February 27, 2002·Français·Neuchâtel·Tribunal Cantonal Cour de cassation civile·HTML·1,816 words·~9 min·5

Summary

Mesures protectrices ou modification? Motivation insuffisante de l'ordonnance.

Full text

A.                                         S. et G. se sont mariés à Neuchâtel le 21 avril 1978. Ils ont un enfant, O., né le 5 octobre 1983.

B.                                         Le 17 août 2000 l'épouse a déposé devant le Tribunal civil du district de Boudry une requête de mesures protectrices de l'union conjugale.

                        A l'audience du 25 septembre 2000, et après échec par le président d'une tentative de conciliation entre les parties, l'épouse a confirmé sa requête, tandis que l'intimé a déposé une liasse de pièces, sans encore prendre position sur la requête. Après une discussion, interrompue d'une suspension d'audience, les parties ont convenu des modalités de leur vie séparée. Cet accord a été noté au procès-verbal de l'audience, qui se termine de la façon suivante :

"Le président constate que les conditions de vie séparée au sens de l'article 175 CCS sont réunies et, en application des articles 175 et 176 CCS, il autorise les époux S.-G. à vivre séparés pour une durée indéterminée. Il ratifie en outre l'accord des parties sur les effets accessoires de la séparation passé à l'audience de ce jour.

Une copie du présent procès-verbal, valant ordonnance de mesures protectrices est transmise à chaque partie".
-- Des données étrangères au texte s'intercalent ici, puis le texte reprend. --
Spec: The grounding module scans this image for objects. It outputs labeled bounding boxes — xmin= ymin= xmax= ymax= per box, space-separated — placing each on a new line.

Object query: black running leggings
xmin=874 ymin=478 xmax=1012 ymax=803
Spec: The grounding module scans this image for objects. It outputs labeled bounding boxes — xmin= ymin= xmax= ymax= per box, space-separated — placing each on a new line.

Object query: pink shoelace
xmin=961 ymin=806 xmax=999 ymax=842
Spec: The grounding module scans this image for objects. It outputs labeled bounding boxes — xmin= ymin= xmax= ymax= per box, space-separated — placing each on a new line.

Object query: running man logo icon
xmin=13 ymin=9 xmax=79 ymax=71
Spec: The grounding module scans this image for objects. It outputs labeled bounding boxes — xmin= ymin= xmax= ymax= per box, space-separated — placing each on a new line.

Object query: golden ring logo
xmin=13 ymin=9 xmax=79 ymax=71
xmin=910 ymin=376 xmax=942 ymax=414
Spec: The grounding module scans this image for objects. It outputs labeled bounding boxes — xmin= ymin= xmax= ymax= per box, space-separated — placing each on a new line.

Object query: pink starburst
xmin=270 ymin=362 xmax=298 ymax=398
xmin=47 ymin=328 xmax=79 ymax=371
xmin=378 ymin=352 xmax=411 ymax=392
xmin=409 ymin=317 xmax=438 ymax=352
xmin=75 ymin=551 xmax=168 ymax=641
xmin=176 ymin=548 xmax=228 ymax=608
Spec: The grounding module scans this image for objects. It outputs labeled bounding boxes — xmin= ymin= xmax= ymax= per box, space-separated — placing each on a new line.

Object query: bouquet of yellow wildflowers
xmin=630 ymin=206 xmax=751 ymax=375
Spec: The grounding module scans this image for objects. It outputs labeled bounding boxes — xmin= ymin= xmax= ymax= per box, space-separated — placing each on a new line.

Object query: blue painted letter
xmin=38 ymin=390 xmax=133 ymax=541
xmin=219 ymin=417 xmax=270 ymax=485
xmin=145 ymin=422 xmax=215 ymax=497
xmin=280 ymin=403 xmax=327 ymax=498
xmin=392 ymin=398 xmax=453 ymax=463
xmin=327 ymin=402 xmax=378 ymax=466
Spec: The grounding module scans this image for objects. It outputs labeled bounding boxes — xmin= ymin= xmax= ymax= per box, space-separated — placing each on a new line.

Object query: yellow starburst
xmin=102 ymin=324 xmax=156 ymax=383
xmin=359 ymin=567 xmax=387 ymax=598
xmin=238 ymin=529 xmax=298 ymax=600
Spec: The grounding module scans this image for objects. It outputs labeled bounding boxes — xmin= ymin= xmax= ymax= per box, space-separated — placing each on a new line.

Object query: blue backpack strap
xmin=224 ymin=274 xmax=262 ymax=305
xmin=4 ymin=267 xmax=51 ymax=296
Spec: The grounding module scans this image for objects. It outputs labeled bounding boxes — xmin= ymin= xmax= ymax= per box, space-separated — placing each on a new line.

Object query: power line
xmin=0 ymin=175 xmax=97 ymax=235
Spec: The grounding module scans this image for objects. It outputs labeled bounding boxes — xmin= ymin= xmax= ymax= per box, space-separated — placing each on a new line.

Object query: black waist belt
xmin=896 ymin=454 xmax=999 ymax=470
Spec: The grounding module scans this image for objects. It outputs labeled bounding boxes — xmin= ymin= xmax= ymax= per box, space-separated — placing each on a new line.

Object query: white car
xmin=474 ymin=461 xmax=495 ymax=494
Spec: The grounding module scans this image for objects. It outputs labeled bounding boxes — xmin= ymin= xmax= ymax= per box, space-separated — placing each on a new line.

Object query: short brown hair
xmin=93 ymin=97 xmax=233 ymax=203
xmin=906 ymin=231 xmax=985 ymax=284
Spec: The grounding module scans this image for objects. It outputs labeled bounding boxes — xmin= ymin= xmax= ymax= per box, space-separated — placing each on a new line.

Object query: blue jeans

C.                                         Le 11 décembre 2000, le mari a introduit une demande en divorce, simultanément à une requête de mesures provisoires tendant à la modification des mesures protectrices prises le 25 septembre 2000. En bref, il faisait valoir que l'accord intervenu en audience avait été conclu par gain de paix momentané et sans que le juge ni l'adverse partie n'aient apparemment pu examiner les pièces qui avaient été déposées. Il concluait à la suppression de toute contribution en faveur de sa femme dès le dépôt de sa requête, au maintien de la garde de leur enfant auprès de la mère et au maintien à 1'000 francs par mois de sa contribution à l'entretien de son fils.

                        A l'audience du 19 février 2001, le mari a confirmé sa requête, alors que l'épouse a conclu à son rejet, "aucun fait nouveau n'étant survenu".

D.                                         Par ordonnance de mesures provisoires du 7 septembre 2001, le président suppléant du Tribunal du district de Boudry a admis que le mari pouvait se prévaloir d'un fait nouveau et il a conclu que pour le requérant, "il convient dès lors de tenir compte de revenus moyens permettant d'assurer un confort certain à chacun des époux comme à l'enfant". S'agissant de l'intimée, il est parvenu à la conclusion qu'elle pouvait tirer son entreprise un revenu moyen net d'environ 1'500 francs. Après avoir tenu compte des revenus et des charges de chacune des parties ainsi que du niveau de vie qui devait être maintenu durant la procédure, il a modifié les chiffres 2 et 3 du procès-verbal de l'audience du 25 septembre 2000 valant ordonnance de mesures protectrices de l'union conjugale, et il a réduit à 2'000 francs à compter du 8 décembre 2000 la contribution mensuelle d'entretien due par le requérant à l'intimée; il a également supprimé dès le 1er janvier 2001 le paiement par le requérant des tranches d'impôts de l'intimée.

E.                                          G. recourt contre cette ordonnance, concluant à sa cassation, au rejet de la requête de mesures provisoires du 8 décembre 2000 du mari et, par conséquent, à la confirmation de la convention ratifiée par le juge le 27 septembre 2000, avec suite de frais et dépens. Elle se prévaut d'une fausse application du droit matériel, d'arbitraire dans la constatation des faits et d'un abus du pouvoir d'appréciation. En bref, elle fait valoir que les mesures protectrices antérieures ne pouvaient être modifiées que si les circonstances avaient changé ou ce qu'en savait le juge. Elle conteste le fait que son mari ait allégué une modification précise au sens de la jurisprudence, et plus encore qu'il en ait établi l'existence. Pour contester la décision du premier juge, elle revient également en détail sur la situation financière respective des parties.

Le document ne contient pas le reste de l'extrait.